The picture above depicts the four gates and the inverter we learned about.

## AND Gate

For this "and" gate, the LED will only light up if the first and the second switches are on.

## OR Gate

The "or" gate will make the LED light up when the first or the second switch is on. When both of them are on, the LED will still light up.

## NAND Gate

This "nand" gate will trigger the LED for all times except when both switches are on.

## NOR Gate

The LED for the "nor" gate will only light up when both switches are off. Even When both of them are on, the LED remains off.

## Inverter

Like its name, the inverter will invert whatever the switch inputs. When the switch is off, the LED is on. When the switch is on, the LED is off.

This circuit shows a "flip-flop" circuit. When the middle switch is on, the outer two switches trigger the opposite LED.

If you turn on the outer two switches, then the middle one, and then turn the middle one off again, you can get the two LEDs to blink.

# Binary Numbers

We learned how to count using binary numbers and programmed turtles in NetLogo to count them for us.

The turtles above shows the number five in binary numbers. When the turtle is red, it equals to one; when it's black, it's zero. Since it is "1" in the four and the one column, you can add them to get five.

## Binary Numbers and CEDAR Logic

We used CEDAR Logic and our new knowledge on binary numbers to create a binary adder.

The more complicated looking circuit is the same as the "xor" circuit at the bottom of the image; it just uses "and," "or," and an inverter instead.

# Soldering

We used solder to create a simple LED light up with a battery. Solder is similar to glue except it's metal and permanently connects two metal components.

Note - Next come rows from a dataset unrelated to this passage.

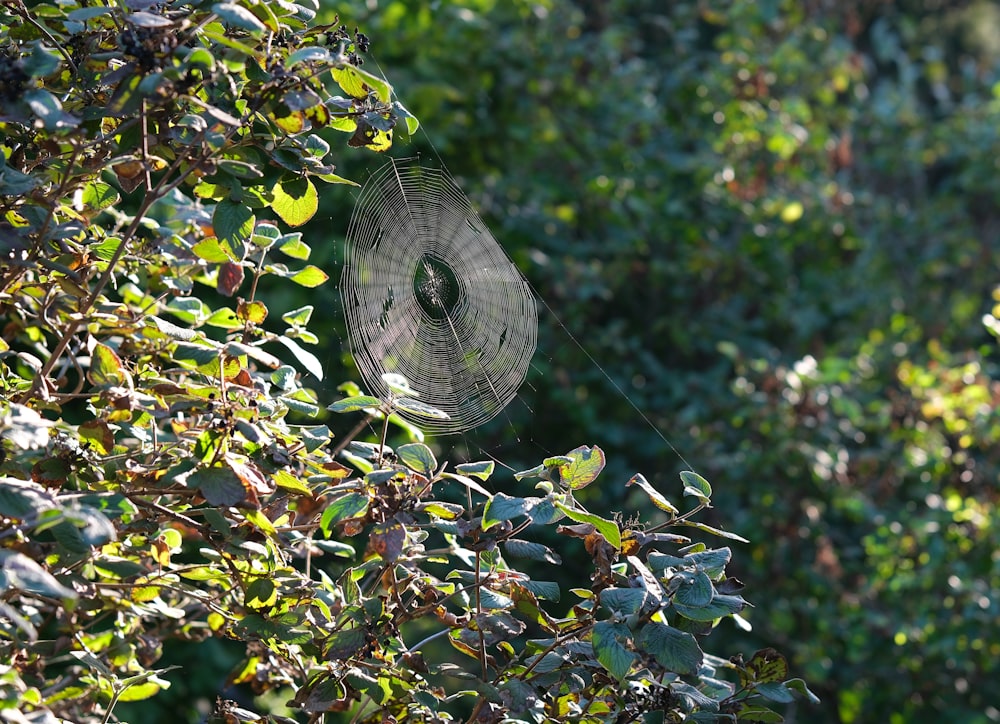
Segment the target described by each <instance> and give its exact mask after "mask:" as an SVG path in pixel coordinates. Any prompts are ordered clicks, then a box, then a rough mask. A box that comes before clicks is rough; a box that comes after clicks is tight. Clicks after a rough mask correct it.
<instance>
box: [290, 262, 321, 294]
mask: <svg viewBox="0 0 1000 724" xmlns="http://www.w3.org/2000/svg"><path fill="white" fill-rule="evenodd" d="M329 278H330V277H329V276H327V274H326V272H325V271H323V270H322V269H320V268H319V267H318V266H314V265H312V264H309V265H308V266H306V267H305V268H304V269H302V270H301V271H297V272H295V273H294V274H292V275H291V276H290V277H289V279H291V280H292V281H293V282H295V283H296V284H298V285H299V286H303V287H308V288H309V289H312V288H313V287H318V286H320V285H321V284H324V283H326V280H327V279H329Z"/></svg>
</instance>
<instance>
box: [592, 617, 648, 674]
mask: <svg viewBox="0 0 1000 724" xmlns="http://www.w3.org/2000/svg"><path fill="white" fill-rule="evenodd" d="M629 637H630V633H629V630H628V627H627V626H624V625H622V624H618V623H608V622H607V621H598V622H597V623H595V624H594V629H593V634H592V636H591V643H592V644H593V646H594V654H595V655H596V656H597V660H598V661H600V662H601V666H603V667H604V668H605V669H607V670H608V671H609V672H610V673H611V675H612V676H614V677H615V678H616V679H618V680H619V681H622V680H623V679H624V678H625V677H626V676H627V675H628V672H629V671H630V670H631V669H632V666H633V664H635V663H636V661H637V660H638V658H639V657H638V656H637V655H636V654H635V653H634V652H632V651H629V650H628V649H627V648H626V647H625V644H626V642H627V641H628V640H629Z"/></svg>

We also watched a video of Kelvin Doe, who invents circuits with materials he finds in Sierra Leone. He creates inventions that would help his community get through some obstacles such as the lack in electricity.

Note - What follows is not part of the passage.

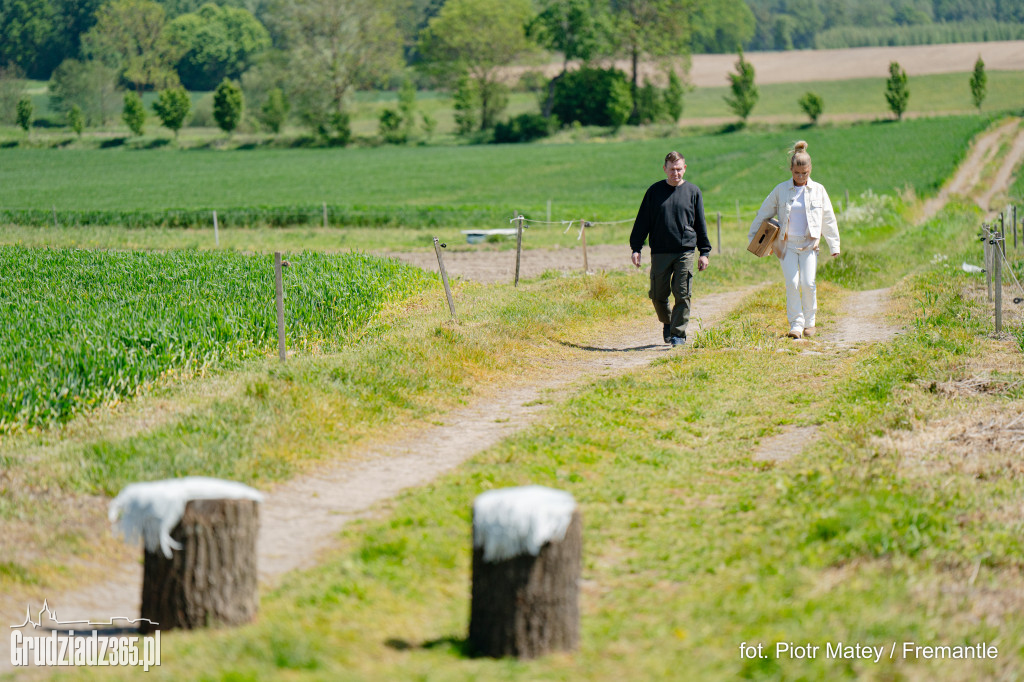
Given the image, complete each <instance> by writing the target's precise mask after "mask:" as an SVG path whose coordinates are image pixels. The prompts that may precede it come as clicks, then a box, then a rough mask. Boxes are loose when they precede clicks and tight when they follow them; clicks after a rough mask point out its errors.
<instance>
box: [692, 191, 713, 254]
mask: <svg viewBox="0 0 1024 682" xmlns="http://www.w3.org/2000/svg"><path fill="white" fill-rule="evenodd" d="M693 214H694V217H693V231H695V232H696V233H697V251H699V252H700V255H701V256H707V255H708V254H710V253H711V240H709V239H708V221H707V219H706V218H705V214H703V195H702V194H701V193H700V190H699V189H697V196H696V206H694V207H693Z"/></svg>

We connected wires, transistors, resistors, and LEDs onto a breadboard to create an "or" and an "and" gate. We connected the battery onto the breadboard with wires on the corresponding bus.

The first thing we did with the breadboard was creating a simple circuit to power the LED.

This image shows the layout of the components for an "or" gate.

## Transistors

Transistors are made of semi-conductor material that controls the current or voltage. There are three connections called the base, collector, and emitter.

## Moore's Law

In 1965, Gordon Moore observed that the number of transistors per square inch double every year since its invention. This means that the number of transistors will grow exponentially. Experts predict that this law will probably be true for two more decades. Gordon Moore is an American businessman who co founded Intel. The largest number of transistors on a commercially available micro controller is 4.3 billion transistors in Intel's 15-core Xeon IvyBridge-EX.

# Operating Systems

An operating system is a program in a computer than runs basic tasks and manages the hardware and software resources. Android, iOS, Linux, and Microsoft Windows are all examples of operating systems.

## Real-Time Operating System/h2> This type of operating system controls machinery, scientific instruments, and industrial systems. It quickly processes data and serves real-time requests.

This operating system manages a computer to effectively carry out a single task for one user.